La formazione della Fiorentina campione d'Italia

Forse bisognerebbe ibernare le ipocrisie. Abbattere le pigre etichette che accompagnano il silenzioso annientamento di uomini che furono forti e oggi, semplicemente, non sono più. “Le morti sospette”. “L’ombra del doping”. “I misteri del calcio”. E dire, che andarsene divorati dalle leucemie e dalle sclerosi, dalle lesioni cerebrali e dai linfomi, dal tetro alfabeto dei tumori a 20 come a 70 anni, senza più voce neanche per imprecare, normale non è. L’ultimo addio va a Giorgio Mariani. Era nato in Emilia, a Sassuolo, nel ’46 e ammalato da tempo. Anche lui, come Ferrante, Mattolini, Saltutti, Lombardi e un’altra corona di vittime cadute senza un apparente motivo, aveva giocato nella Fiorentina tra i ’60 e i ’70. Litigando con Pesaola. Contribuendo allo scudetto del ’69.

Anche lui, come i suoi ex compagni di sventura Beatrice e Rognoni (scomparsi a 39 e 40 anni), Gil De Ponti e Petrini (aggrediti da atroci malattie) aveva trottato a Cesena tra il ’75 e il ’77. In Romagna, a Firenze e negli spogliatoi di mezza Italia, come raccontato più volte da decine di superstiti dell’epoca, si sperimentava. “Bomboloni neri” dall’incerta composizione in endovena, pilloline rosse nell’intervallo, cardiotonici e anfetamine, raggi Roengten per recuperare in fretta. Era un calcio di frontiera e la mandria da sacrificare aveva scarpini ai piedi e potere contrattuale pari allo zero. I medici somministravano, gli atleti ingoiavano e per i pochi che domandavano o peggio rifiutavano, la ricompensa era l’esilio.

Così oggi ricordare Mariani, i suoi dribbling protervi e San Siro in delirio. L’unica Coppa Uefa del Cesena e la sfida al Magdeburgo nel settembre del ’76, i pugni a Sparwasser del dottor Lamberto Boranga e la DDR in bianco e nero dell’epoca, serve solo a rimpiangere senza illuminare il quadro. Il magistrato Raffaele Guariniello indagò a lungo. Trovando nessi e ragioni, omertà diffuse e menzogne. Ricostruì la mappa di uno scandalo alla luce del sole. Costrinse “persone informate sui fatti” a scavare nella memoria e nel fondato, inconfessabile timore che un giorno toccasse loro, farsi scivolare una forchetta dalle mani, perdere il contatto con il proprio corpo, degenerare o scadere, come accade a un genere di consumo.

L’impressionante studio di Guariniello, le coincidenze, le vergogne istituzionalizzate e le ipotesi sono ancora lì. Come l’inchiesta fiorentina che si spinse a ipotizzare nei confronti dei sanitari e tecnici della Fiorentina reati come lesioni colpose o omicidio.
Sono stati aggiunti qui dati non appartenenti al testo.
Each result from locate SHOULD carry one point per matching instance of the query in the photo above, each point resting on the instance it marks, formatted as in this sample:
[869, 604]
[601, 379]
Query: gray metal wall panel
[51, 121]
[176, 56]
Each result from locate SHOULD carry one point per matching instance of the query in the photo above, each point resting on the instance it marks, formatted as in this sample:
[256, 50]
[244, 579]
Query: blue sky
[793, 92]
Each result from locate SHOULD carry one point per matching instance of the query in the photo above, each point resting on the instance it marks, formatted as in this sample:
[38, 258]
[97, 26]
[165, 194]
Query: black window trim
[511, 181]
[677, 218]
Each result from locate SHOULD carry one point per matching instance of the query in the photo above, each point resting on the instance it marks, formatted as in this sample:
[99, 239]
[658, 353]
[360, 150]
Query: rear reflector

Si dimostrò la massiccia assunzione di sostanze abili a distruggere reni, fegati e pancreas senza riuscire a legarle all’insorgere della malattie. Con il corollario di studi universitari capaci di allargare il campo delle ipotesi dal microtraumatismo, ai motoneuroni “eccitati”, fino all’uso dei fertilizzanti e dei pesticidi. Nel pallone dei Monatti senza identità, il morbo, da almeno tre decenni, ha iniziato a correre a ritmi fordisti. Il sistema, naturalmente, nega ogni responsabilità pregressa o presente e mentre il doping si affina (e chi è preposto a controllare come il Dg della Wada, David Howman ammette: “Non abbiamo strumenti per farlo”) le famiglie costrette a cure costosissime e a un’esclusione sociale solo parzialmente lenita dall’esempio di Stefano Borgonovo, si chiedono perché.

Giorgio Mariani non può più domandarselo. Aveva i capelli lunghi, fumava 100 sigarette al giorno e correva sulla fascia. Ala, all’epoca in cui illudersi di volare aveva ancora un senso. Mariani stringeva verso il centro e negli allenamenti, trovava a contrastarlo Giancarlo Galdiolo, Cristo padovano che portò croce da stopper in Toscana per 229 volte. Erano duelli veri. Niente a che vedere con questo requiem vigliacco, con il Galdiolo affetto da “demenza frontale temporale” senza più corde vocali e muscoli che secondo i tre figli: “Batte i pugni sul tavolo e non capiamo cosa vuole”. Un uomo “imprigionato dal suo corpo e dalla sua mente”. Un signore di 63 anni che fino a 24 mesi fa ancora giocava con gli amici. L’olio di canfora nell’angolo, gli abbracci dei compagni. Nella foto di gruppo sorridono. Ancora. Come ieri. Meno di domani.